Saturday, October 30, 2010

Better Pumpkin Chocolate Chip Cookies

Look, I love the It is a gift to all aspiring bakers. That is, unless you are looking for the perfect pumpkin chocolate chip cookie recipe... I've made joyofbaking's recipe a couple of times and it is just okay. But, come on, when you have two star ingredients like pumpkin and chocolate,
your cookie should come out fantastic.

So, for this season of pumpkin baked deliciousness, I have committed myself to a new recipe. And believe me, it delivers.

Start with your dry ingredients... hello, holiday spices!
Next, cream your butter and sugar.
Add in your pumpkin, an egg, and vanilla.
Beat that. Then add in your dry ingredients.
Stir until just about incorporated.
Add your chocolate chips.
Then stir just until everything is incorporated.
Drop the cookies onto a parchment-lined baking sheet.
(I love how wonky they look.)

Bake for 15 minutes.
Remove to a cooling rack.
And, enjoy the (better) beginning to the pumpkin season!
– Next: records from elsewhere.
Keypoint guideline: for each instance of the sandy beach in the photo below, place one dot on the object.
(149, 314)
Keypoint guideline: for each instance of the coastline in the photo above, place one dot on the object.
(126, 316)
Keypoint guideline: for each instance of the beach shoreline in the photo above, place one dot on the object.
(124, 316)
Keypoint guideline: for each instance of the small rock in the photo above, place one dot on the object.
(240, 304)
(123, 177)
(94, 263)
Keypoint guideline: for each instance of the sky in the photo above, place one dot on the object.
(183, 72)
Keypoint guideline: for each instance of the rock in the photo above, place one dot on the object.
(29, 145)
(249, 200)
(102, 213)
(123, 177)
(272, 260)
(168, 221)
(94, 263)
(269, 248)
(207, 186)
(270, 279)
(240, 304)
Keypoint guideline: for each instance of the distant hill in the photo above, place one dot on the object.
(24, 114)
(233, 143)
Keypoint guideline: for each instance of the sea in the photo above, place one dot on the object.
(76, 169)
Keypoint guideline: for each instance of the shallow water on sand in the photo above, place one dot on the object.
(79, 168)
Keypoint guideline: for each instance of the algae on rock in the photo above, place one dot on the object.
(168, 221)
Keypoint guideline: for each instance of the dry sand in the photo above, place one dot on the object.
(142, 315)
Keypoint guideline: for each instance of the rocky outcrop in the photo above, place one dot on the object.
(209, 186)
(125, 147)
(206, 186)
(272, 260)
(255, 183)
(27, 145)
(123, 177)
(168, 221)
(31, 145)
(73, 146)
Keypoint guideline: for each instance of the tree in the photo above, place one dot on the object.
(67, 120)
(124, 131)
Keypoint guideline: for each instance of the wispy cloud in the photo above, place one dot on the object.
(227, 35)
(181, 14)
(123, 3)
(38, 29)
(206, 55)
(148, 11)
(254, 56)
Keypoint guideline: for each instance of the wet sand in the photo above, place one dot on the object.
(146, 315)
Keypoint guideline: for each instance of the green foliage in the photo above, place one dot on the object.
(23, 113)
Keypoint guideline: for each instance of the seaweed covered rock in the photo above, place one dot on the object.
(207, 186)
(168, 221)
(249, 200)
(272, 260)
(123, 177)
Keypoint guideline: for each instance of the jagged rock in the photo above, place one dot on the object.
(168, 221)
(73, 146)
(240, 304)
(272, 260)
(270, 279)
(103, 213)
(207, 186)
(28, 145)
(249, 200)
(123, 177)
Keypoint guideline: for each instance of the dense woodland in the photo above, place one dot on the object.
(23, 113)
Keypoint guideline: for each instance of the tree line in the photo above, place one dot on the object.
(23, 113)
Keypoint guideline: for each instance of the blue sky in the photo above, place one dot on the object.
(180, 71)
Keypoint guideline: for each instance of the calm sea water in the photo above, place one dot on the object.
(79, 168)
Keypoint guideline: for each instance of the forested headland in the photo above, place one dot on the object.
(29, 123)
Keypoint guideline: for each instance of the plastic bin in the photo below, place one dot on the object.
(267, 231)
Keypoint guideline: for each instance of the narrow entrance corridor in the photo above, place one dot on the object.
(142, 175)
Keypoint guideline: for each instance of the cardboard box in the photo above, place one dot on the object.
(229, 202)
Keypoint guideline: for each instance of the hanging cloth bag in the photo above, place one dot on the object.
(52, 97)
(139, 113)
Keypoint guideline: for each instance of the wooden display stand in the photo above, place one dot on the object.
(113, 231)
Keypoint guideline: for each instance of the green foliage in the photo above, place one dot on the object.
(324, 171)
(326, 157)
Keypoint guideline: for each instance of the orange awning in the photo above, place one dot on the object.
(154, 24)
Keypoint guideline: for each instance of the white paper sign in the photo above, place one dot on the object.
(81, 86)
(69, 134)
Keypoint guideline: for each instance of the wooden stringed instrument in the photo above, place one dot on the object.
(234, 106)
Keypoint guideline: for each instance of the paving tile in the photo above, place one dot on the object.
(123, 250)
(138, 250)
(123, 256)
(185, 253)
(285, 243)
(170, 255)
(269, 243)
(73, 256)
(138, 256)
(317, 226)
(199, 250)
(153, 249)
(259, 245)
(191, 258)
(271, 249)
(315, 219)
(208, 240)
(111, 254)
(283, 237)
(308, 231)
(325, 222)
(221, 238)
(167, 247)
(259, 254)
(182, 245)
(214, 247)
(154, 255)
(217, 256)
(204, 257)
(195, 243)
Pumpkin Chocolate Chip Cookies
1/2 cup butter, at room temperature
1/2 cup sugar
1 egg, at room temperature
1 cup pumpkin
1 tsp vanilla
1 cup chocolate chips or dark chocolate cut into chunks*
2 cups flour
1 tsp baking soda
1 tsp baking powder
1/2 tsp salt
1 tsp cinnamon (heaping)
1/2 tsp ginger (heaping)
1/4 tsp fresh ground nutmeg
1/8 tsp cloves

Preheat oven to 350, and line baking sheets with parchment. Sift dry ingredients into a medium bowl and set aside. Cream butter and sugar, at least 2 minutes. Beat in egg, pumpkin, and vanilla. Add dry ingredients to wet, mix until just combined.** Stir in chocolate chips. Drop by tablespoon onto cookie sheet. Bake until lightly browned, about 15 minutes. Remove to wire rack to cool.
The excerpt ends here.